Promisingly, Large Language Models (LLMs) have been actively developed in recent years, bridging human interaction and reasoning (Wang et al. 2024a;Gbagbe et al. 2024;Hu et al. 2024). Based on the advancements in LLMs, they can provide a more holistic understanding of the environment, allowing agents to respond more effectively to various scenarios with human-like logic (Han et al. 2024;Huang et al. 2024). Some works leverage LLM to guide the learning of RL at policy level (Chen et al. 2024;Ma et al. 2024;Hu et al. 2024) and indicate the enormous potential of LLMs. Due to the long forward propagation chain of the RL model, the guidance at the policy level cannot effectively enhance the extraction capability of representations, particular in complex visual input tasks (as shown in Fig. 1 (b)). This motivates the idea that the common-sense knowledge embedded in LLM can also be exploited to enhance the extraction capability of task-relevant representations at the feature level, which is shown in Fig. 1 (c).
In order to address the aforementioned limitations, we introduce a novel Enhanced Semantic Motion Representation (Semore) Learning framework for visual RL, which employs a two-stream network to separately extract semantic and action representations. This design can decouple different features, thereby fully utilizing the LLM to guide the representation learning. Specifically, the semantic stream models the environmental semantics and can identify key objects in the scenario, while the motion stream models motion clues from the residual frame of adjacent frames. To align the extracted representations and the actual surrounding environment, we introduce a VLM-based feature-level supervision module. We utilize VLM to generate task-specific feature masks, highlighting key regions in the observations.

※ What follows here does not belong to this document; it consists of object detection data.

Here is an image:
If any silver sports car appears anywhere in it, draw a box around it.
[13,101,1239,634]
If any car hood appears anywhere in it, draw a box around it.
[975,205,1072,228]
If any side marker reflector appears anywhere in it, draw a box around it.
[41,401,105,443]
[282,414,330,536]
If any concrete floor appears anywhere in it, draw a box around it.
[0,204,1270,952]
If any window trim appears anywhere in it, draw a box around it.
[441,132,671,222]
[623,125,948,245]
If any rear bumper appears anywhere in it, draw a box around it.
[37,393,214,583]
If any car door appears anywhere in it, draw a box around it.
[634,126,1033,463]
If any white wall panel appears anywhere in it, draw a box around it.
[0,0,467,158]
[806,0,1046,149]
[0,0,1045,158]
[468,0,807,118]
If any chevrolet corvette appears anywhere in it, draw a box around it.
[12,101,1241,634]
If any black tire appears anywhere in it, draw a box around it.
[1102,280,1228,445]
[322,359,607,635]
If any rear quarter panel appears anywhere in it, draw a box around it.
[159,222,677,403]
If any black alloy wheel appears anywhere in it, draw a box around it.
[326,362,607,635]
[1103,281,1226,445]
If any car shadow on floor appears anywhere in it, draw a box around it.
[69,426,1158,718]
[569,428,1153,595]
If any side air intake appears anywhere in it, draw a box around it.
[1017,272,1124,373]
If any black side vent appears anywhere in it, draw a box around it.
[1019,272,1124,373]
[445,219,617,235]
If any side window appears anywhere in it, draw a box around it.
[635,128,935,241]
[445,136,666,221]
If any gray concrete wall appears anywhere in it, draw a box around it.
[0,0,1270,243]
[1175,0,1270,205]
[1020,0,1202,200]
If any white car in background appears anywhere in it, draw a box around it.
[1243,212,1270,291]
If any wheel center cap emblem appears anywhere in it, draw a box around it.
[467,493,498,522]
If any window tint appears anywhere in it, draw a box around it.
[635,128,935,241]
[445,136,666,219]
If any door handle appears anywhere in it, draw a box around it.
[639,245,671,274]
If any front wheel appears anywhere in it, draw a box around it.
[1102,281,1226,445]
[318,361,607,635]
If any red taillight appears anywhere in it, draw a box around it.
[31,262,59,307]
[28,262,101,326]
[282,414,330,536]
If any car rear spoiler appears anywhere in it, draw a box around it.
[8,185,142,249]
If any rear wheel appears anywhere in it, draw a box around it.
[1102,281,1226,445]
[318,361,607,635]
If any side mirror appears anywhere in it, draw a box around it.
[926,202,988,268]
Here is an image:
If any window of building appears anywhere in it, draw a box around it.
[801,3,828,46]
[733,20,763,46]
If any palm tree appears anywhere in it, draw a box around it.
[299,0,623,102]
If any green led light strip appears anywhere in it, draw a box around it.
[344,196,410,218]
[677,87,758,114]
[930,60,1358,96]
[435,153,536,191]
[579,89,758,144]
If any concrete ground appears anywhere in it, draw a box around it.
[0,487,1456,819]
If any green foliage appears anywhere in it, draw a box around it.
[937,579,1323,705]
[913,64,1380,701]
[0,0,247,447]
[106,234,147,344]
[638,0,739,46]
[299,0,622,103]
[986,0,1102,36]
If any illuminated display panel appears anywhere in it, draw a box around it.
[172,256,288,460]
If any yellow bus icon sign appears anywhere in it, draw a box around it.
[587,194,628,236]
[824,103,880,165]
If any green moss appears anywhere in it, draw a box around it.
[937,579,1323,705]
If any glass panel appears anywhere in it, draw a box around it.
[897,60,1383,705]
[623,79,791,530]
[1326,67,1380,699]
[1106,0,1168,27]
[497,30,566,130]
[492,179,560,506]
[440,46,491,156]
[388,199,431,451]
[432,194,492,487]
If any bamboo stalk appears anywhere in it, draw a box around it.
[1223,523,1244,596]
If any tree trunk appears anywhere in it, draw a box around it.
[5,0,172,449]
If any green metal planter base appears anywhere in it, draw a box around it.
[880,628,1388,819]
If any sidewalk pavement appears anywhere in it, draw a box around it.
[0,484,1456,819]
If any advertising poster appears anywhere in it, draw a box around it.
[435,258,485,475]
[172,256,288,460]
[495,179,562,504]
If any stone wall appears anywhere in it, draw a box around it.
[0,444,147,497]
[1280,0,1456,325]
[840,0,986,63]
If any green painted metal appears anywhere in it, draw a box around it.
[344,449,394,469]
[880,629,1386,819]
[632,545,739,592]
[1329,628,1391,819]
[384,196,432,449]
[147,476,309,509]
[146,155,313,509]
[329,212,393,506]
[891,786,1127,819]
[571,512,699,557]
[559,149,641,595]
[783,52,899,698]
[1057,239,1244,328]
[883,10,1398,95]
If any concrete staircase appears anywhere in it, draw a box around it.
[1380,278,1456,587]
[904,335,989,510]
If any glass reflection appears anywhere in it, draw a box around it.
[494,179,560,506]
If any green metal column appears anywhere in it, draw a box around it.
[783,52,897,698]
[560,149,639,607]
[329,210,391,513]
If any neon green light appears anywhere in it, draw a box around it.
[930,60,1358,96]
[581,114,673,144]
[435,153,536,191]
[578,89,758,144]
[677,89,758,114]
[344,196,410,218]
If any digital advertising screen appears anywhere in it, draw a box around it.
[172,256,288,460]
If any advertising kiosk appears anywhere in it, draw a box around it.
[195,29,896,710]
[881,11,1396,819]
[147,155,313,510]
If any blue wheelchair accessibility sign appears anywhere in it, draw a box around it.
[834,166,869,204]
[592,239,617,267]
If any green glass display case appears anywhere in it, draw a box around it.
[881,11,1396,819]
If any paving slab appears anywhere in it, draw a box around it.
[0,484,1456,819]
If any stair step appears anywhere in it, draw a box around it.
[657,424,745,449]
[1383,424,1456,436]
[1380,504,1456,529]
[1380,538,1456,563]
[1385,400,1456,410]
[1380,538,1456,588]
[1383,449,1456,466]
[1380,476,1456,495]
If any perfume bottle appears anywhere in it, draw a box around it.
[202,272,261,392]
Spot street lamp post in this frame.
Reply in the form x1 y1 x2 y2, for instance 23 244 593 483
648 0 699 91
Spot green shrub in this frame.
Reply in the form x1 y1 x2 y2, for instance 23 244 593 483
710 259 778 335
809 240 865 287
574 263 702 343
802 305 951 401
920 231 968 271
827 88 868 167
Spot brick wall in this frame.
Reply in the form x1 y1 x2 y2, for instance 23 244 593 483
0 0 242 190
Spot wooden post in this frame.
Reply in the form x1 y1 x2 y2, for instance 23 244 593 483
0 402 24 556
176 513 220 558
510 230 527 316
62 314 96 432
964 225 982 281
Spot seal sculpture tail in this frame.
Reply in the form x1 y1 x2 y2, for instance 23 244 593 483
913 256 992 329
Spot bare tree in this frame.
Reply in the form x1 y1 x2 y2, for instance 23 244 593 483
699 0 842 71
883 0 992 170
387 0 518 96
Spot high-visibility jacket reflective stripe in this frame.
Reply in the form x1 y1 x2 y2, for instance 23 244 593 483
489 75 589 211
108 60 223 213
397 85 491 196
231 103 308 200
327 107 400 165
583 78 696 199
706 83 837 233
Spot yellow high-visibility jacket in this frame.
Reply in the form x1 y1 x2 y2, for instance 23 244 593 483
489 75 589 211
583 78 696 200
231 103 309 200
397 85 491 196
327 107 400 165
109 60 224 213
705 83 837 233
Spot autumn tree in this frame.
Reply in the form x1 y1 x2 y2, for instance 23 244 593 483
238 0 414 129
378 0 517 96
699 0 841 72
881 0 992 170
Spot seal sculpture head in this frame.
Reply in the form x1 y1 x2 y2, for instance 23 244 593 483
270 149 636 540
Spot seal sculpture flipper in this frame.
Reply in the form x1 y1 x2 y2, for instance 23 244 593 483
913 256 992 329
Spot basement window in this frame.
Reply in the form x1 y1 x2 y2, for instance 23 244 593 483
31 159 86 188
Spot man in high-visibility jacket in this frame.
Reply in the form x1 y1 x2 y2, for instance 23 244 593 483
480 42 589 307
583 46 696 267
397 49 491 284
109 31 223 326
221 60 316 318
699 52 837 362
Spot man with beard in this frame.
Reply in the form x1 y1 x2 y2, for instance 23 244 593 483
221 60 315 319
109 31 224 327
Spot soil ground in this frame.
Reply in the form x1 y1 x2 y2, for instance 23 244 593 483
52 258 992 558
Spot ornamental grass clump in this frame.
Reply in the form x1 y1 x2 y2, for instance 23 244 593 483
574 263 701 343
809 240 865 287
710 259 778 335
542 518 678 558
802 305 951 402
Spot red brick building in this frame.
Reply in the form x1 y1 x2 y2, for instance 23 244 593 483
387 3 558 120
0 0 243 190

Semantic and motion representations have strong complementarity and therefore can be enhanced through interaction with each other. Unlike previous work that used transformerbased networks to fuse two specific feature maps, we inject the feature map generated by the VLM during the training process. Specifically, we adopt feature similarity loss to align the extracted semantic features to the VLM semantics for the semantic path. Meanwhile, we adopt cross-attention between motion features and VLM semantics to enhance the motion representation of key regions. Essentially, the supervision for both pathways can let encoders to focus on key regions. Note the interaction between semantics and motion is spontaneously achieved, with the knowledge-aware features provided by the VLM serving as a mediator in this process. Both semantic and motion representations are enhanced and fused for decision-making.
In summary, the contributions of this paper are three-fold:
• We propose Semore, a novel VLM-based visual reinforcement learning framework that can enhance representations by integrating VLM-based common-sense knowledge guidance at the feature level. • We designed a decoupled supervision module. For the semantic flow, we use explicit supervision for alignment, while for the motion flow, we use cross-attention to guide the focus areas. • We conduct comprehensive experiments using Carla benchmarks. Experimental results demonstrate the stateof-the-art performance of our proposed method and the effectiveness of the corresponding components.
Visual Reinforcement Learning. In vision-based RL, agents extract compact representations from lowdimensional visual observations to achieve decision-making. In this process, representation learning is the key to improving the performance of visual RL. Existing works can be roughly divided into three main approaches: (i) data augmentation technique (Huang et al. 2023b;Zhang et al. 2020); (ii) self-supervised representations (Castro 2020;Hansen et al. 2020); (iii) modeling environment dynamics (Pan et al. 2022;Fu et al. 2021;Lee et al. 2020). However, due to the extensive exploration required in the RL process, existing methods without any prior knowledge struggle to efficiently extract representations, especially in complex environments. The emergence of LLMs and VLMs brings new opportunities for addressing this issue.
Dual-stream Network. Dual-stream networks are particularly popular for extracting diverse representations (Gao et al. 2018;Simonyan and Zisserman 2014;Wang et al. 2024c). Generally, this structure is used for encoding heterogeneous modalities such as point cloud and text for feature fusion (Xiang, Xu, and Ma 2023;Liu et al. 2023;Liang et al. 2022). Some studies have demonstrated that separately extracting different representations containing specific information from images can achieve better performance than single-stream networks in extracting diverse representations (Kim, Jones, and Hager 2021;Liu et al. 2021;Huang, Zhao, and Wu 2023;Liu et al. 2022). Simoun (Huang et al. 2023b) adopts this design in visual RL learning and constructs a structure interaction module to leverage the correlations of the dual-stream features. We adopt a two-stream structure to decouple the semantic and motion representation learning, allowing the VLM to separately supervise the feature extraction and interaction.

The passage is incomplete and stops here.